Paul Auster, il grande scrittore dell’angoscia, dei drammi e delle tragedie familiari, dei traumi e dei distacchi feroci dalla vita, già. E dei grandi sogni. L'ho sempre avvicinato alla prosa dei pezzi di Bruce Springsteen, forse non a caso anche lui del New Jersey e della stessa generazioni. Ma divago. Ho sempre amato gli autori per quelle che vengono definite opere minori, che spesso sono quelle degli esordi anche se non sempre è così, dove provano a riversare prima della maturità della loro narrativa le paure più ancestrali. ‘Timbuctù’ l’ho apprezzato: no, il deserto sahariano del Niger non c’entra nulla anche se restano gli spazi sconfinati di un’America in crisi, qui c’è lo sguardo di Mr Bones, un cane leale e fedele che segue il suo padrone, il vagabondo Willy, che sta per morire.

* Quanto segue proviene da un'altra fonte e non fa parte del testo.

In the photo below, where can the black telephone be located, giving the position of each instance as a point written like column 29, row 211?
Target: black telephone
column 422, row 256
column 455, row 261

La poesia di quel romanzo originale sta nella scelta di quel titolo all’apparenza fuorviante, dove un poeta immagina che esista un luogo chiamato appunto Timbuctù dove uomini e cani possano congiungersi dopo la morte e parlare tra di loro: eh, la preoccupazione di Mr Bones è che ai cani sia interdetto quell’altrove e che quindi non potrà più stare con il suo amico Willy. E poi la trasposizione cinematografica del racconto ‘Smoke’, dove il Caso è sempre lì a ordire trame ciniche, beffarde, sentimentali, con Auggie che diventa uno di noi o che vorremmo tanto diventare come lui. Solo per un momento. Perché a volte anche vivere attimi è segno di vitalità. Quella vitalità che sceglie sempre il Caso.